I have said on here previously that I thought there were only 6 or 7 Angel and Buffy episodes that had voice overs. Well, I was pleasantly surprised that I had forgotten that this episode has one too. (Passion, Becoming Part 1, Beauty and the Beasts, City of, Judgement, and Redefinition. Do we count Spin the Bottle? Did I miss any?)
Ok, so Doyle's introduction was great and I like that we see that he is half demon. Angel can relate to him better; not to mention he is Irish, lol. I noticed while watching that Doyle actually only has 5 or 6 scenes in the entire episode. To me it feels like he had more and I think this speaks to Glenn's acting and presence. Kudos to him.
Lol to Doyle running Angel's car into the gate and it not budging, Angel jumping into the wrong car, Angel's acting like a human to the security guard, trying to talk to Tina at first by commenting on the dog, and drunk Angel!
I liked Tina's character and that Angel failed at saving her. I'm sad about her death but it establishes the tone and what Angel is up against. Not just the potential of not being able to save someone, but: how hard that task is, as well as saving their soul, Angel's guilt, Russell, W&H, Lindsey, and evil in general.

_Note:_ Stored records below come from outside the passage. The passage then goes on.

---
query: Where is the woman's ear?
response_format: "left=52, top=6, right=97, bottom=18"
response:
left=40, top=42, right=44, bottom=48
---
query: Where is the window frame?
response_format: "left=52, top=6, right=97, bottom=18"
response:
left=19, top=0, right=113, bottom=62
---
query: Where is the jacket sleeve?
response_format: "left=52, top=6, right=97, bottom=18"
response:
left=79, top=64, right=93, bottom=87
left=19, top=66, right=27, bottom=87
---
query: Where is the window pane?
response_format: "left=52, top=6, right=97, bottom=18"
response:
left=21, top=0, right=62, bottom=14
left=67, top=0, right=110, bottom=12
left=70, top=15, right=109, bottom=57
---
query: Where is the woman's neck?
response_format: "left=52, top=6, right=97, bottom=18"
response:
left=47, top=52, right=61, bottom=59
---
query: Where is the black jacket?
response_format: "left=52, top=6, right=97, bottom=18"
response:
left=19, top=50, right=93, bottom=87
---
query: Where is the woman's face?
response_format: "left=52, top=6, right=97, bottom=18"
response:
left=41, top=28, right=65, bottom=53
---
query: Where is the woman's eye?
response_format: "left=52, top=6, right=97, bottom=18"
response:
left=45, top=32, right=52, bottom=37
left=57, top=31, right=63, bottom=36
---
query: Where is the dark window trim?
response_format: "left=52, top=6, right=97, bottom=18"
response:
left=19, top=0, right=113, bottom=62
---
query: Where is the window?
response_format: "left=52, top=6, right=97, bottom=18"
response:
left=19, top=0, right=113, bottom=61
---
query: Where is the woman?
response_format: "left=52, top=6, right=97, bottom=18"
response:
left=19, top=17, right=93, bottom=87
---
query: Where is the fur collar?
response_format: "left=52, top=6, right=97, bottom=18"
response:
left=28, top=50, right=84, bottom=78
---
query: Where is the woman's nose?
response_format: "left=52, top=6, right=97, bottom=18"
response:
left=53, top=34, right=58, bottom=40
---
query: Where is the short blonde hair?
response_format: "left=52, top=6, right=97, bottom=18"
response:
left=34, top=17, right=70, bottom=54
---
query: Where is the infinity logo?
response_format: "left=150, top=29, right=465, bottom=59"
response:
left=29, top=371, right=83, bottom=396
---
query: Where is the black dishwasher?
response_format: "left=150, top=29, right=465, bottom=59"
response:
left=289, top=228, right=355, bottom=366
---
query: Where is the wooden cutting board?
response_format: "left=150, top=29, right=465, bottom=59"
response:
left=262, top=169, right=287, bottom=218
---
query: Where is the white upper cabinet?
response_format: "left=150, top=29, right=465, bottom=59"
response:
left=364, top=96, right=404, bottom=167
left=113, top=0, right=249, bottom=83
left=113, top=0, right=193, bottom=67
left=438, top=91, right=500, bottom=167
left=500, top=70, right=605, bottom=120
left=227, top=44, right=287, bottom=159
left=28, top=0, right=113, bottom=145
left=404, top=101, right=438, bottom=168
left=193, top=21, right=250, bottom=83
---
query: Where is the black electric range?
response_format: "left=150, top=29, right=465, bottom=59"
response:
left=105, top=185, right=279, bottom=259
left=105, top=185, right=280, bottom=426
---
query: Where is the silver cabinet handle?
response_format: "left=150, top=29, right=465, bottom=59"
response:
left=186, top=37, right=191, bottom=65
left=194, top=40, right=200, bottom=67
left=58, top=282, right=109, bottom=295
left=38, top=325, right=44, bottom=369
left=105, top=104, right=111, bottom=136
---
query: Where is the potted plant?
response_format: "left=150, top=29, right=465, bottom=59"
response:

Cordelia's introduction was great as well. Angel is doing a job in helping Tina and he runs into Cordy at the networking party, which is relevant to Cordy's storyline, but also foreshadows her being Angel's connection to the world. It's cute that he is happy to see her, a familiar face, which is funny considering its Cordelia. She returns to form to "get mingley" and I loved Angel's sarcastic comment that he was "glad to see she had grown as a person." Great line considering the journey her character goes on. Another interesting point about this is that I believe in both this episode and Buffy's premier, Angel and Buffy are both feeling lonely and out of place and around the same time in each episode, Cordy and Xander show up to comfort our heroes (Cordy appears earlier than Xander). Nice parallel storytelling. I also love when Cordy figures out that Russell is a vampire ("I'm from Sunnydale") and her line to Russell about Angel "You don't know who he is do you? Oh boy, you're about to get your ass kicked." Classic Cordelia moments.
At the party, I love that the agent Oliver thinks Angel is an actor/model, lol. And a nice little foreshadowing(?) to an episode later in the season.
Russell was an interesting villain and a good introduction to what W&H does and what they represent in the bigger picture of the show.
Back to what I said at the top about Angel becoming more connected to the world, after seeing Cordy on Buffy I thought is was weird that she was the one to be brought over to Angel. The two characters had not had a lot of interaction and she was mainly used as comic relief, a sort of foil for Buffy, and a love interest. But then I had listened to Joss and David Greenwalt's commentary on the episode and they said that they had brought Cordy over because she was so bright and bubbly, and as Doyle tells Angel at the end of the episode, she provides a bright spot; a connection to the world for Angel. This is totally true; she would drag Angel kicking and screaming to be a part of the world for his own good, lol. And this sets up a beautiful story and character development for Cordelia's character.
As I mentioned in my Buffy Season 4 thread, I liked the mini crossover of Angel and Buffy with the phone call.
Overall, an excellent episode and series premier.